Palestinian protests on the Gaza-Israel border have dropped off over the past two days, amid reports that Egyptian officials intervened to restore calm after dozens of Palestinians were killed by IDF fire.
A Hamas official in Gaza told a Palestinian television channel that 50 of the 60 protesters killed Monday and Tuesday were Hamas operatives.
Hamas denied that it was under pressure from neighboring Egypt to scale back the six-week-old demonstrations, and said they would continue, although fewer Palestinians were now gathering in protest tents.
Israel has accused Hamas of using civilians as cover for attacks across the frontier fence and to distract from Gaza's internal problems. Hamas denies this.
The reports of Egyptian pressure on Hamas, the armed Islamist faction that controls the Gaza Strip, followed a visit by Hamas leader Ismail Haniyeh on Sunday to Egypt, which has sought to act as a broker between Hamas, Israel and other Palestinian factions.
Intelligence Minister Yisrael Katz said that an Egyptian intelligence chief, whom he did not name, "made unequivocally clear" to Haniyeh that Egypt would not help if Hamas continued to stoke the protests, and Israel responded with harsher measures.
"Haniyeh returned to Gaza, Hamas gave an order ... and miraculously, this spontaneous protest by a public that could not handle the situation any more dissipated," Katz told Israel Radio.

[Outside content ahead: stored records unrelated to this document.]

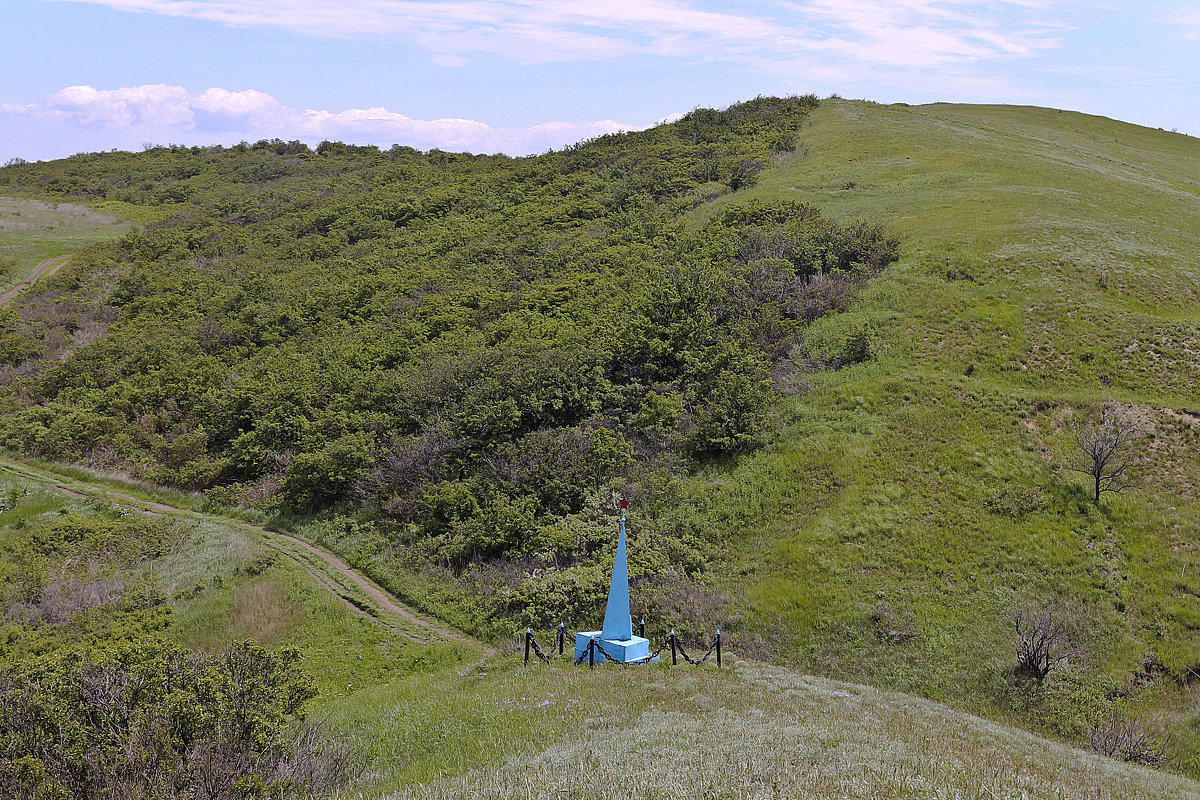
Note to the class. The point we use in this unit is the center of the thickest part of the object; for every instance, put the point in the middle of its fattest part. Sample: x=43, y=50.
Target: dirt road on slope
x=45, y=269
x=324, y=567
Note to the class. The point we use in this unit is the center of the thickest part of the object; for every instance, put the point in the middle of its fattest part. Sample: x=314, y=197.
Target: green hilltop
x=834, y=353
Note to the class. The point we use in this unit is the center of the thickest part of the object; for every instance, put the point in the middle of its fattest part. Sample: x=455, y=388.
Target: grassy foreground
x=754, y=731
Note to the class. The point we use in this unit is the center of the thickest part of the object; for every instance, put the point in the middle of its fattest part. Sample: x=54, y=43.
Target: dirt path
x=378, y=596
x=45, y=269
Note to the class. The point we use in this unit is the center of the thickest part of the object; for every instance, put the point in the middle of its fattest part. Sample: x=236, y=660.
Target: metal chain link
x=696, y=662
x=568, y=636
x=537, y=649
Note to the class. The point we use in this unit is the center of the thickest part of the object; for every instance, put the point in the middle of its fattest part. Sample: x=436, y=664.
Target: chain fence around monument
x=589, y=653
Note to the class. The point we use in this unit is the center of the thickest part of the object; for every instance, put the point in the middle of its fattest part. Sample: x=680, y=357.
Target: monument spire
x=616, y=642
x=617, y=621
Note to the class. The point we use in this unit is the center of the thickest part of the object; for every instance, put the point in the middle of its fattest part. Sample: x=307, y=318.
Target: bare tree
x=1127, y=740
x=1108, y=447
x=1043, y=638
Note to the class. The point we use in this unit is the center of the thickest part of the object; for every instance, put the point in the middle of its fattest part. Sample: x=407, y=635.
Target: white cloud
x=1185, y=22
x=901, y=32
x=172, y=112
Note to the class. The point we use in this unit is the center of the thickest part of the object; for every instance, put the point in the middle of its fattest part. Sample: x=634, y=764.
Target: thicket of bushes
x=471, y=348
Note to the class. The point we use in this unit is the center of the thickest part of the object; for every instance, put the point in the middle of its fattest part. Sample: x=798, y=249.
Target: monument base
x=630, y=649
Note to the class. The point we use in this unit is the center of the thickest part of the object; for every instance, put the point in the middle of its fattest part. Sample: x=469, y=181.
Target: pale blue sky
x=523, y=76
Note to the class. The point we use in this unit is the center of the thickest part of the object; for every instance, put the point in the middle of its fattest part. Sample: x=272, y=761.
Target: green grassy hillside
x=33, y=232
x=1049, y=262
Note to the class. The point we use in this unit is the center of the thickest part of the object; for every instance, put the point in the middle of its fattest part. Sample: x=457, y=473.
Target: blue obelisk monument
x=617, y=638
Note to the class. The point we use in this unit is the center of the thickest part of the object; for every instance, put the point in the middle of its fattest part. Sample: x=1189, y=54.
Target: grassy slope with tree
x=909, y=503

There was no immediate response from Egypt to Katz's statements, and Hamas dismissed the Israeli claims as false.
Hamas leader in Gaza Yahya Sinwar denied that Egypt put pressure on Hamas to end the protests and said that instead, Haniyeh discussed what Cairo could do to ease hardship in Gaza.
"They were keen these marches do not slide into armed confrontations and we agree with the brothers in Egypt over that," Sinwar said in an interview on Al Jazeera television.
The start of the holy month of Ramadan on Thursday could limit the scale of demonstrations. The factions said the dawn-to-dusk fasting would be taken into account but marches would continue through early June.